Eruption’s effects just right for film
‘The Road’ uses Mount St. Helens’ stark landscape
TACOMA – With a few cosmetic tweaks, Mount St. Helens provided the right devastation to serve as a backdrop for scenes in John Hillcoat’s film “The Road.”
Production crews spent a day in July 2008 filming scenes from the post-apocalypse movie on the east side of the Mount St. Helens National Volcanic Monument.
While the devastation from the 1980 eruption provided the stark landscape sought for scenes, crews also took advantage of a washout on the road to Windy Ridge.

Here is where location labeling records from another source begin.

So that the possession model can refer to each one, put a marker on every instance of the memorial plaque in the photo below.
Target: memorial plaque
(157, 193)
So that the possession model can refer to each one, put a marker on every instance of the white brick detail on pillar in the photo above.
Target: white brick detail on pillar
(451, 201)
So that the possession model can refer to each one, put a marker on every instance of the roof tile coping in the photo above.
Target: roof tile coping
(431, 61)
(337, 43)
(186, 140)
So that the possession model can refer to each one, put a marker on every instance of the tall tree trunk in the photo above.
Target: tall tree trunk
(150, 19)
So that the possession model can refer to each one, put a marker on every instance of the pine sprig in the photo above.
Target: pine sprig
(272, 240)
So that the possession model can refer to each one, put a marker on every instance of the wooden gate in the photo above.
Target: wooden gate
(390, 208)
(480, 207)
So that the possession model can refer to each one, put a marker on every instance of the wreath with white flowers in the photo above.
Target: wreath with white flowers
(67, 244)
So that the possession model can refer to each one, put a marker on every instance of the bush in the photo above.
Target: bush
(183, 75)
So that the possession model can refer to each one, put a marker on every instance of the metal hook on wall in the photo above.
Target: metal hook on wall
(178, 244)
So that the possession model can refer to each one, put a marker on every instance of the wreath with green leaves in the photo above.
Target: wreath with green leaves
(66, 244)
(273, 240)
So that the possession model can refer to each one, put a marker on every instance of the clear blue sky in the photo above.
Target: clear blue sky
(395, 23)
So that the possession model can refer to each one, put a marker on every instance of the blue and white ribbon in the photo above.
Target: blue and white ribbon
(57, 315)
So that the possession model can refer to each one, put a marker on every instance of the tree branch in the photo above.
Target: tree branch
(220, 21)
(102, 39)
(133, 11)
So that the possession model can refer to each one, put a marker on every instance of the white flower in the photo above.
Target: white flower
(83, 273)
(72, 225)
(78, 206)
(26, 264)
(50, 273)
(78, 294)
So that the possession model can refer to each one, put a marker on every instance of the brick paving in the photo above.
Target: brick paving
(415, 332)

The process began in 2007, when location scouts first visited the monument, said Rod Ludvigsen, recreation special use specialist for the monument.
“The (Washington) Film Bureau took them on their first show-me trip in the fall 2007, on a really cloudy, rainy day,” Ludvigsen said. “They liked what they saw.”
In June 2008, location staff returned to look at more sites.
“They wanted locations that represented devastation,” Ludvigsen said. “The areas they liked were where trees were uprooted and root wads were showing, trees where the tops were snapped off from the eruption.”
It also helped that portions of Forest Road 99 had been washed out during recent flooding.
The crew spent a good portion of the day in that location, filming stars Viggo Mortensen and Kodi Smit-McPhee. In this adaptation of Cormac McCarthy’s novel, Mortensen plays a father leading his young son through a landscape torn apart by some unnamed cataclysm that destroyed civilization and most life on Earth.
Film crews dragged logs on the road, spread rocks and gravel to make the area look more devastated. Artificial snow was used to create snowdrifts blocking the actors’ path for one scene.
“They were a little disappointed because it was a little greener than they expected,” Ludvigsen said. “But they said they could take care of that back at the studio.”